This recommendation and other ideas for ensuring that AI is done with public trust and societal well-being in mind were detailed in a preprint article published this week. The bug bounty hunting community may be too small to create strong assurances, but developers could still uncover more bias than the metrics in place today reveal, the authors say.

“Security biases and bounties would extend the bug bounty concept to AI and could complement existing efforts to better document datasets and models for their performance limitations and other properties,” the paper says. . “We focus here on primes for uncovering bias and safety issues in AI systems as a starting point for analysis and experimentation, but note that primes for other properties (such as security, privacy or interpretability) could also be explored.”

The authors of the article published on Wednesday, titled “Towards Trusted AI Development: Mechanisms for Supporting Verifiable Claims”, also recommend “red-teaming” to find loopholes or vulnerabilities and connecting independent third-party auditing and government policy to create a regulatory marketplace, among other techniques.

The idea of ​​bias bounties for AI was initially suggested in 2018 by co-author JB Rubinovitz. Meanwhile, Google alone said it paid $21 million to security bug researchers, while bug bounty platforms like HackerOne and Bugcrowd have raised seed rounds in recent months.

Former DARPA director Regina Dugan also advocated red team exercises to address the ethical challenges of AI systems. And a team led primarily by prominent Google AI ethics researchers has released a framework for internal use in organizations to close what they see as an ethical accountability gap.

The document shared this week includes 10 recommendations on how to put AI ethics principles into practice. In recent years, more than 80 organizations — including OpenAI, Google, and even the US military — have drafted AI ethics principles, but the authors of this article argue that the AI ​​ethics principles do not are “just a first step for [ensuring] the beneficial societal outcomes of AI” and say that “existing regulations and standards in industry and academia are insufficient to ensure responsible development of AI”.

They also make a number of recommendations:

  • Share AI incidents as a community and optionally create centralized incident databases
  • Establish audit trails to capture information during the development and deployment process for security-critical applications of AI systems
  • Provide open source alternatives to commercial AI systems and increase scrutiny of business models
  • Increase government funding for academic researchers to verify hardware performance
  • Support privacy-centric machine learning techniques developed in recent years, such as federated learning, differential privacy, and encrypted computing

The document is the culmination of ideas proposed at a workshop held in April 2019 in San Francisco that included approximately 35 representatives from universities, industrial laboratories and civil society organizations. The recommendations were made to address what the authors call a gap in the effective evaluation of claims made by AI practitioners and provide pathways to “verify AI developers’ commitments to responsible AI development.” AI”.

As AI continues to proliferate in business, government and society, the authors say there has also been an increase in concern, research and activism around AI, particularly in regarding issues such as bias amplification, ethics washout, loss of privacy, digital addictions, face recognition abuse, misinformation and job loss.

AI systems have been found to reinforce existing racial and gender biases, leading to issues such as facial recognition bias in police work and inferior health care for millions of African Americans. As a recent example, the The US Department of Justice has recently come under fire for using the notorious racially biased PATTERN risk assessment tool to decide which prisoners are sent home early to reduce population size due to COVID-19 concerns.

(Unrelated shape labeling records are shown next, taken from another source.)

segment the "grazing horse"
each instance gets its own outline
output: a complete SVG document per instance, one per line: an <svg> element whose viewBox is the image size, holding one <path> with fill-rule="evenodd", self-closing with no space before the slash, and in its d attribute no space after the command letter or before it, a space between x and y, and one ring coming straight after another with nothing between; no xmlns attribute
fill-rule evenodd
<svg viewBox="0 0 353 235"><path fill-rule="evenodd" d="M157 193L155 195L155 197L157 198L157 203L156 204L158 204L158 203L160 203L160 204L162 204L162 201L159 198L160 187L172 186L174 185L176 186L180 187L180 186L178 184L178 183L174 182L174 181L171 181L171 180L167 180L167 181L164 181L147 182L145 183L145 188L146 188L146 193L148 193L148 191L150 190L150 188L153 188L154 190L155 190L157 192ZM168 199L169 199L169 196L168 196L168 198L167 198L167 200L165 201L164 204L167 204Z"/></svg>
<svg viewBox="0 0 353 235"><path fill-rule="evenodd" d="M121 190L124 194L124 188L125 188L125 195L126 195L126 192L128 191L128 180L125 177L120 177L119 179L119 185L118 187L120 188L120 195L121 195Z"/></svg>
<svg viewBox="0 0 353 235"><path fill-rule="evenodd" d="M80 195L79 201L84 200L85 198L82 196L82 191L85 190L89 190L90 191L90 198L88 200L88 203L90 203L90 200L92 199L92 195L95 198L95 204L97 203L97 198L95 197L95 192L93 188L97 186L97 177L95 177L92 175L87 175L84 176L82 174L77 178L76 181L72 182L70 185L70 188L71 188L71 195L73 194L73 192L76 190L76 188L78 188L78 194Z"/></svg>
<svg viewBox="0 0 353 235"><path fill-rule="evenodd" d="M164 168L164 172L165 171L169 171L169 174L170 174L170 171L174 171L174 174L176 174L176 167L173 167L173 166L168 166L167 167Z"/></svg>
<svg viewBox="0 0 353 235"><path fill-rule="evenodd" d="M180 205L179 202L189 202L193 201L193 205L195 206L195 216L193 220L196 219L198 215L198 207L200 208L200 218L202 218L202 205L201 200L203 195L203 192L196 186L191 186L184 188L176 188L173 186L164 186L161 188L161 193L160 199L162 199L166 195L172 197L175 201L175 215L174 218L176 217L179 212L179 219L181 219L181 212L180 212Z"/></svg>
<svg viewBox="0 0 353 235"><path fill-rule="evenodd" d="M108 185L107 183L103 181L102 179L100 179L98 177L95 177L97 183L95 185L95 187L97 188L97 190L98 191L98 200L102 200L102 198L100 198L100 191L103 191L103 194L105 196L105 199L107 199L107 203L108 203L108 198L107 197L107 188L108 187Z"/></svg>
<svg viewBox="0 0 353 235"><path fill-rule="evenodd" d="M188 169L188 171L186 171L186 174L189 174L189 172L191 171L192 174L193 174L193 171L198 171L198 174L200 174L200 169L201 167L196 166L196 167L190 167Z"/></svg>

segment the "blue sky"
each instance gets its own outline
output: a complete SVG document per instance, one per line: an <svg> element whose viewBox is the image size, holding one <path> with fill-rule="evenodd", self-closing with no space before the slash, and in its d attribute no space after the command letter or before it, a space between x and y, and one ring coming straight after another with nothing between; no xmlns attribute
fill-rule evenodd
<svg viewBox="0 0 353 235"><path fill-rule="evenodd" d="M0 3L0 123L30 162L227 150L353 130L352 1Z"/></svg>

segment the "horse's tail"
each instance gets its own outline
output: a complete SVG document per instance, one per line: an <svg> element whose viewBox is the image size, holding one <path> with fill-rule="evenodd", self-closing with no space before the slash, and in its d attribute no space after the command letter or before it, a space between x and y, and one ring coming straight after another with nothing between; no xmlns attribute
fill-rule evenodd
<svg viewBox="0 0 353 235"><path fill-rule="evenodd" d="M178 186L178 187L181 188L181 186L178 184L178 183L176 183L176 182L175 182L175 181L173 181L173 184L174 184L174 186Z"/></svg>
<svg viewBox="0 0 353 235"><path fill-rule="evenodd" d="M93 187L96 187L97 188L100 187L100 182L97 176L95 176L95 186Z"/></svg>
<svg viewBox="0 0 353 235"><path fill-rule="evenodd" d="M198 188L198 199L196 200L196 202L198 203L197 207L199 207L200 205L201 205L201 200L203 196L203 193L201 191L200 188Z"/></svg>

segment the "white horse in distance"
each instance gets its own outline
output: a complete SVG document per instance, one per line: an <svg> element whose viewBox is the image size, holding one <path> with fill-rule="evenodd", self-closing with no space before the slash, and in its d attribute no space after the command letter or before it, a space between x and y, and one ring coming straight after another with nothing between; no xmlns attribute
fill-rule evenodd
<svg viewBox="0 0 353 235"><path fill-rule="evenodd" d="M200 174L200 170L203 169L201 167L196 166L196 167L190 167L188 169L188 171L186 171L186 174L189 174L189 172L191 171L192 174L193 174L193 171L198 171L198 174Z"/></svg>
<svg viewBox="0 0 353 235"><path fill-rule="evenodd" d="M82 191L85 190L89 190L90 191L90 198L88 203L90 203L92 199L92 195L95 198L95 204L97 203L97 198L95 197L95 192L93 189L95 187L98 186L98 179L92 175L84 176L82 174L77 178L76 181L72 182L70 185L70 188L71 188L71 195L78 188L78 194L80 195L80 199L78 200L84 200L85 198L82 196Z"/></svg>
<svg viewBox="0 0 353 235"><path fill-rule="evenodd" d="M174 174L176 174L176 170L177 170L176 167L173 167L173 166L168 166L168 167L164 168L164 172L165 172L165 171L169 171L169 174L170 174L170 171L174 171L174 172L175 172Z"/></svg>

The authors argue that it is necessary to go beyond non-binding principles that do not hold developers accountable. Google Brain co-founder Andrew Ng described this problem to NeurIPS last year. Speaking at a panel in December, he said he read an OECD ethics principle to engineers he works with, who responded by saying language would not affect how which they do their job.

“With the rapid technical advancements in artificial intelligence (AI) and the spread of AI-based applications in recent years, there has been growing concern about how to ensure that the development and deployment of AI are beneficial – not detrimental – to humanity,” the paper read. “Artificial intelligence has the potential to transform society in ways that are both beneficial and detrimental. Beneficial applications are more likely to be realized, and risks more likely to be avoided, if AI developers earn rather than assume the trust of society and each other. This report has fleshed out one way to gain such confidence, namely the formulation and evaluation of verifiable claims about the development of AI through a variety of mechanisms.

In other recent AI ethics news, in February the IEEE Standards Association, part of one of the world’s largest organizations for engineers, released a white paper calling for an evolution. towards “Earth-friendly AI”, the protection of children online and the exploration of new metrics for the measurement of societal well-being.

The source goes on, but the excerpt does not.